Pollard's algorithm runs much more efficiently than the naive algorithm. Its time is roughly proportional to the fourth root of n, instead of the square root of n. You might hope to factor 35 digit numbers with it. Function factors, from package math/prime.ast, uses Pollard's algorithm.
Variations of the Quadratic Sieve algorithm have been used to factor numbers in the 90-100 digit range, taking months of time on hundreds of computers running in parallel.
The Number Field algorithm has factored 125 digit numbers on a large network of computers.

At present, factoring 200 digit numbers is out of practical reach.

Checking primality

One way to discover whether a number is prime is to find its prime factors. That is clearly unacceptable, however. We need to be able to check whether a very large number is prime in a reasonable amount of time, in spite of the fact that factoring large numbers if very difficult. Here are two approaches.

A randomized algorithm

There is a very clever way to check whether a number is prime. A result due to Pierre de Fermat, called Fermat's Little Theorem, states that

If p is prime and x is an integer that is not divisible by p, then x^p-1 mod p = 1.

If you select a number x, where 0 < x < n, and you discover that x^n-1 mod n is not 1, then n must clearly not be prime, since otherwise Fermat's Little Theorem would be violated. For example, 2⁸ mod 9 = 4, so 9 cannot be prime.

Say that x is a witness to the fact that n is not prime if 0 < x < n and x^n-1 mod n is not 1. For example, 2 is a witness to the fact that 9 is not prime.

Remarkably, for all but rarely occurring numbers called Carmichael numbers, if n is not prime, then at least half of the numbers from 1 to n-1 are witnesses that n is not prime. To find out whether n is prime, guess a few numbers x at random. If any of them are witnesses that n is not prime, then you know for sure that n is not prime. If none of the guessed numbers are witnesses, then, with high probability, n is prime. (If it were not, you would probably have found a witness.) This approach is much faster than factoring for large numbers.

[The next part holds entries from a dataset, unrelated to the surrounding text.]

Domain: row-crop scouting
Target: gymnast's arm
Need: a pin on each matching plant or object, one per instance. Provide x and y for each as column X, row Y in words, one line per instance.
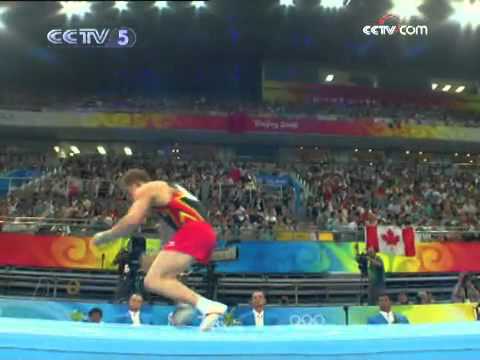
column 130, row 222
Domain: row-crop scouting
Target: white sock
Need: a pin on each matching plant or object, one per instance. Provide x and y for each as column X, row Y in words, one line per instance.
column 204, row 305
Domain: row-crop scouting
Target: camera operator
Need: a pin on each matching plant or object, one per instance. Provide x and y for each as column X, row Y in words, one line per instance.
column 466, row 289
column 371, row 266
column 130, row 274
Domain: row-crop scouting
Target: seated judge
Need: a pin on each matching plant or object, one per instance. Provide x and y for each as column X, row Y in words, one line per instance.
column 258, row 316
column 134, row 316
column 386, row 316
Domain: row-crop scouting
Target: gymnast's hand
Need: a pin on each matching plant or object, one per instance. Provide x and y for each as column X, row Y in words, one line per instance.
column 102, row 238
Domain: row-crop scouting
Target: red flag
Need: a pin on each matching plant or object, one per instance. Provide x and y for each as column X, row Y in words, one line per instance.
column 391, row 239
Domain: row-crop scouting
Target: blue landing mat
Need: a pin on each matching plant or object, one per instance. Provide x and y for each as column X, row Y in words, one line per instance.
column 22, row 339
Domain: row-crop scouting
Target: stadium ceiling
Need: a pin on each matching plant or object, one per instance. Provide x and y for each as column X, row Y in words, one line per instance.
column 183, row 45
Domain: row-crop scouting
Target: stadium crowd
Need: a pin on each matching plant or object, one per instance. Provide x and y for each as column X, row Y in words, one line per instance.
column 323, row 108
column 336, row 197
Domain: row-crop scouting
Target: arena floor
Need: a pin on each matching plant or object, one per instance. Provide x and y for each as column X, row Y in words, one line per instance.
column 56, row 340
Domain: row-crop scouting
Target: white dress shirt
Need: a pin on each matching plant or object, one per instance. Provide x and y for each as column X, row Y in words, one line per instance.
column 258, row 318
column 135, row 315
column 388, row 316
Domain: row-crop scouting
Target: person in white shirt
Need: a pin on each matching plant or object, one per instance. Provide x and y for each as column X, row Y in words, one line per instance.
column 257, row 316
column 258, row 308
column 134, row 307
column 386, row 316
column 134, row 316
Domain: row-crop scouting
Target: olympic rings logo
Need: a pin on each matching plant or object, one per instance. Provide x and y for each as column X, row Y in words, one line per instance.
column 307, row 319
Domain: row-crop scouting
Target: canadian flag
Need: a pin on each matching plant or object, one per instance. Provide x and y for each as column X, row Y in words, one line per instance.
column 391, row 239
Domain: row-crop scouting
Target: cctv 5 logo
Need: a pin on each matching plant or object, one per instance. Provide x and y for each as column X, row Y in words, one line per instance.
column 113, row 38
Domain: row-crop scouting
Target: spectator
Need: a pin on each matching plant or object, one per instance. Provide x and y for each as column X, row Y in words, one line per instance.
column 95, row 315
column 465, row 290
column 134, row 315
column 258, row 317
column 403, row 298
column 386, row 316
column 376, row 276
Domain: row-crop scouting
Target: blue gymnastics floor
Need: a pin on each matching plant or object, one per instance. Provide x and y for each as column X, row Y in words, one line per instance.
column 22, row 339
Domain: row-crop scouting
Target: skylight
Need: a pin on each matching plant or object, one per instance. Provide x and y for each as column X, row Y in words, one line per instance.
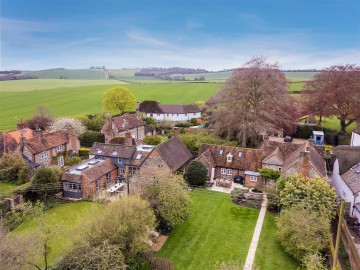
column 82, row 167
column 93, row 162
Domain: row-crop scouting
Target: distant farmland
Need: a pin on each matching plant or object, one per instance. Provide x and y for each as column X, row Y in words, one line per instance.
column 70, row 101
column 71, row 74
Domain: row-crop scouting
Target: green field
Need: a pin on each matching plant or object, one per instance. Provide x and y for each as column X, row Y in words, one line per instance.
column 42, row 84
column 216, row 231
column 269, row 253
column 70, row 101
column 67, row 217
column 71, row 74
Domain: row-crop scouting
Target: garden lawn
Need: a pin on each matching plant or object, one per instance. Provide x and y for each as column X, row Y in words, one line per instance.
column 67, row 217
column 216, row 231
column 269, row 253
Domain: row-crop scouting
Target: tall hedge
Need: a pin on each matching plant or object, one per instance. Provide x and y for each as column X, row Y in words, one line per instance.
column 197, row 173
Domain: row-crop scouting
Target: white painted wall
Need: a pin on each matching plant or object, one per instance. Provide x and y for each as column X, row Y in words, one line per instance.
column 343, row 191
column 174, row 116
column 355, row 139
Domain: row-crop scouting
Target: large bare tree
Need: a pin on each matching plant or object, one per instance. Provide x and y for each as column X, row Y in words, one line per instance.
column 254, row 100
column 335, row 92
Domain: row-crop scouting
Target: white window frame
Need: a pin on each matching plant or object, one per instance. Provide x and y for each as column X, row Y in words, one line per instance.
column 253, row 178
column 61, row 161
column 43, row 154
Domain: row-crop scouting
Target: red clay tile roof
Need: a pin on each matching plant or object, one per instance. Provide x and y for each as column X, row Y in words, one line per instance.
column 47, row 141
column 99, row 169
column 352, row 178
column 249, row 159
column 174, row 153
column 127, row 121
column 314, row 157
column 155, row 107
column 112, row 150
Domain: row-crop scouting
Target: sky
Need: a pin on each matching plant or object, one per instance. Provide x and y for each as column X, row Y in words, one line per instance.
column 214, row 35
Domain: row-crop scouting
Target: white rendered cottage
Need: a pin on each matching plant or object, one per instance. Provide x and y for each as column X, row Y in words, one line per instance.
column 169, row 112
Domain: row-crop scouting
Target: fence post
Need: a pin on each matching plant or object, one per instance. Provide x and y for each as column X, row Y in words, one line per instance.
column 338, row 233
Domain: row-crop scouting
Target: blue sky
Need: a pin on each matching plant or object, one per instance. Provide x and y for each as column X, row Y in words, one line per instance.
column 215, row 35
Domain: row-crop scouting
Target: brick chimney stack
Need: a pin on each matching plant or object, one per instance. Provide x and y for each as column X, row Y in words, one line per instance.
column 128, row 139
column 37, row 132
column 176, row 131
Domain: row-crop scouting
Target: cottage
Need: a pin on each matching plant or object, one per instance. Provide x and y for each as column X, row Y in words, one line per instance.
column 88, row 178
column 291, row 158
column 355, row 137
column 48, row 148
column 120, row 155
column 346, row 176
column 10, row 140
column 173, row 112
column 233, row 163
column 172, row 155
column 126, row 123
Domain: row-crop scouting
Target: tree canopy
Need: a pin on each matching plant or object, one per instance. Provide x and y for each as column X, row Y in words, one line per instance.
column 334, row 92
column 255, row 99
column 119, row 99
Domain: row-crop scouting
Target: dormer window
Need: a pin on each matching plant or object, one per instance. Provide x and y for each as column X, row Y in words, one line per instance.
column 229, row 157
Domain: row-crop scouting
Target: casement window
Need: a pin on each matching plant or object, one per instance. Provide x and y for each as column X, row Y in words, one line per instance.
column 132, row 170
column 253, row 178
column 43, row 154
column 73, row 187
column 61, row 161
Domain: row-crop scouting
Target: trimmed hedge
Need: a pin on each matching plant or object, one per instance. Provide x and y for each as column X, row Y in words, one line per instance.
column 84, row 152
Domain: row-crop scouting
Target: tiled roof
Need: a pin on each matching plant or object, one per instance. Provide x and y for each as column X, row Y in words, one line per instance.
column 352, row 178
column 112, row 150
column 357, row 130
column 314, row 157
column 46, row 141
column 127, row 121
column 174, row 153
column 243, row 158
column 155, row 107
column 347, row 156
column 99, row 169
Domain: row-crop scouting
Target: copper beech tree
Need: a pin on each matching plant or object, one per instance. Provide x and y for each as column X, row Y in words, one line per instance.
column 254, row 100
column 334, row 92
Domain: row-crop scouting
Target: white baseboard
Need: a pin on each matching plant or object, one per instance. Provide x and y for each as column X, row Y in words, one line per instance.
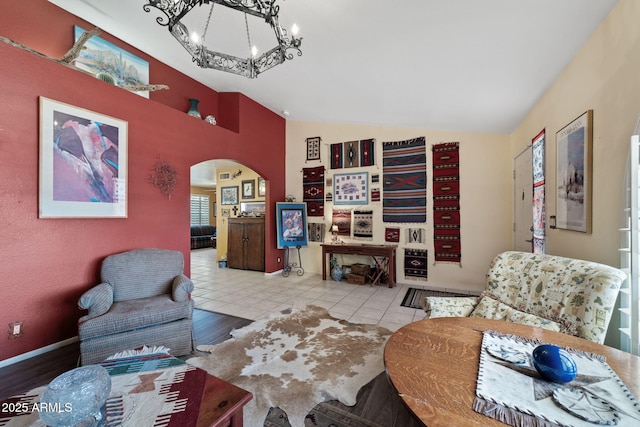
column 37, row 352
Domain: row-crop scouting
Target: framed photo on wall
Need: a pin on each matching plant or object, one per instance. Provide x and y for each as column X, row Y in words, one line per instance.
column 573, row 174
column 83, row 163
column 313, row 148
column 229, row 195
column 248, row 189
column 351, row 188
column 291, row 224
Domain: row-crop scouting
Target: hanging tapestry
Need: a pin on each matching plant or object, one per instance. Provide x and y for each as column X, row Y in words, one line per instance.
column 315, row 231
column 336, row 155
column 415, row 264
column 363, row 225
column 538, row 194
column 446, row 202
column 404, row 185
column 392, row 235
column 343, row 220
column 416, row 235
column 351, row 157
column 375, row 194
column 367, row 157
column 313, row 190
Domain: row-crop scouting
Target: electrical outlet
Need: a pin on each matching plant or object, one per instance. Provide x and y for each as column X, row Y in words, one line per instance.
column 16, row 329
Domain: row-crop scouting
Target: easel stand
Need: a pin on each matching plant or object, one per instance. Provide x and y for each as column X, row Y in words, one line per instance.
column 288, row 266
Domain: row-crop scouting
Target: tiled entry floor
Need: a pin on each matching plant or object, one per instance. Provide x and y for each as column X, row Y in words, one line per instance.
column 252, row 294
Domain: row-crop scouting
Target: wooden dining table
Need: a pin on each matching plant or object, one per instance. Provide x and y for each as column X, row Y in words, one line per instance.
column 433, row 365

This does not work for the Carmichael numbers, but there is a separate test for them. (In fact, Carmichael numbers are always easy to factor.) Since Carmichael numbers are rare, the extra test for them is rarely needed in practice.

Function prime? in package math/prime.ast implements this algorithm, with the added test for Carmichael numbers, and so can be used to test whether very large numbers are prime.

A deterministic algorithm

In 2002, Agrawal, Kayal and Saxena discovered a fast (and surprisingly easy to state, for a number theorist) algorithm that tells whether a number is prime, and does not rely on randomization. It never gives a wrong answer. This is a major breakthrough, but, even though the algorithm is fairly fast, it cannot compete in terms of practical speed with the randomized algorithm.

Practical encryption

The RSA system is versatile; it allows you to exchange information over a channel with an eaves dropper even with someone whom you have never communicated with before. (You choose a random key, and send the public key to the other person. That person can send encrypted replies back. Only you can read the messages.) Unfortunately, RSA is very slow. Practical systems like PGP use RSA during an initial "getting to know you" phase, during which keys are exchanged for a simpler and more efficient private-key system, such as the Advanced Encryption Standard. The remaining information is encrypted using the private-key system.